$F$-birestriction monoids in enriched signature
Ganna Kudryavtseva, Ajda Lemut Furlani
TL;DR
The paper develops a comprehensive theory of $F$-birestriction monoids in the enriched signature, providing a canonical coordinatization of the free object ${\mathsf{FFBR}}(X)$ as $E({\mathcal I}) \rtimes X^*$ with ${\mathcal I}$ the universal inverse monoid of an enriched presentation. It proves a precise structure theorem via a partial action product, shows that the word problem is decidable through Schützenberger graphs, and analyzes geometric models and Margolis–Meakin-type expansions, including positive results for the free perfect case ${\mathsf{FFBR}}_p(X)$. The work defines and situates several varieties ${\bf FBR}, {\bf FBR_{ls}}, {\bf FBR_{rs}}, {\bf FBR_s}, {\bf FBR_p}$ in the enriched setting, clarifying how max-elements $a^{\mathfrak{m}}$ interact with projections and premorphisms. Altogether, it links algebraic, combinatorial, and geometric methods to understand free and structured $F$-birestriction monoids and their decidability properties, with explicit geometric models for certain subcases.
Abstract
Motivated by recent interest to $F$-inverse monoids, on the one hand, and to restriction and birestriction monoids, on the other hand, we initiate the study of $F$-birestriction monoids as algebraic structures in the enriched signature $(\cdot, \, ^*, \,^+, \, ^{\mathfrak{m}},1)$ where the unary operation $(\cdot)^{\mathfrak{m}}$ maps each element to the maximum element of its $σ$-class.
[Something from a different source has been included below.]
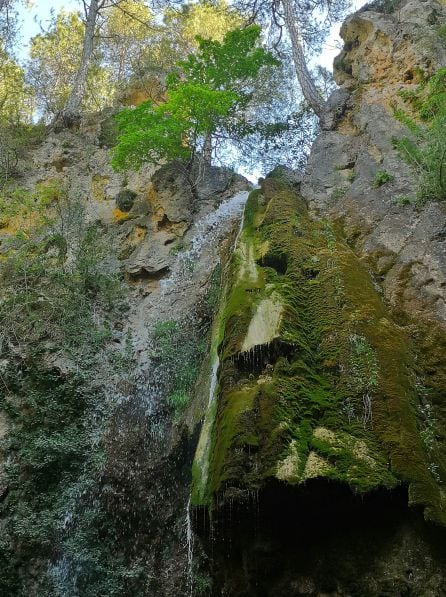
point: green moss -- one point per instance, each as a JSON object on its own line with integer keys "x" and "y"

We find a presentation of the free $F$-birestriction monoid ${\mathsf{FFBR}}(X)$ as a birestriction monoid ${\mathcal F}$ over the extended set of generators $X\cup\overline{X^+}$ where $\overline{X^+}$ is a set in a bijection with the free semigroup $X^+$ and encodes the maximum elements of (non-projection) $σ$-classes. This enables us to show that ${\mathsf{FFBR}}(X)$ decomposes as the partial action product $E({\mathcal I})\rtimes X^*$ of the idempotent semilattice of the universal inverse monoid ${\mathcal I}$ of ${\mathcal F}$ partially acted upon by the free monoid $X^*$. Invoking Schützenberger graphs, we prove that the word problem for ${\mathsf{FFBR}}(X)$ and its strong and perfect analogues is decidable. Furthermore, we show that ${\mathsf{FFBR}}(X)$ does not admit a geometric model based on a quotient of the Margolis-Meakin expansion $M({\mathsf{FG}}(X), X\cup \overline{X^+})$ over the free group ${\mathsf{FG}}(X)$, but the free perfect $X$-generated $F$-birestriction monoid admits such a model.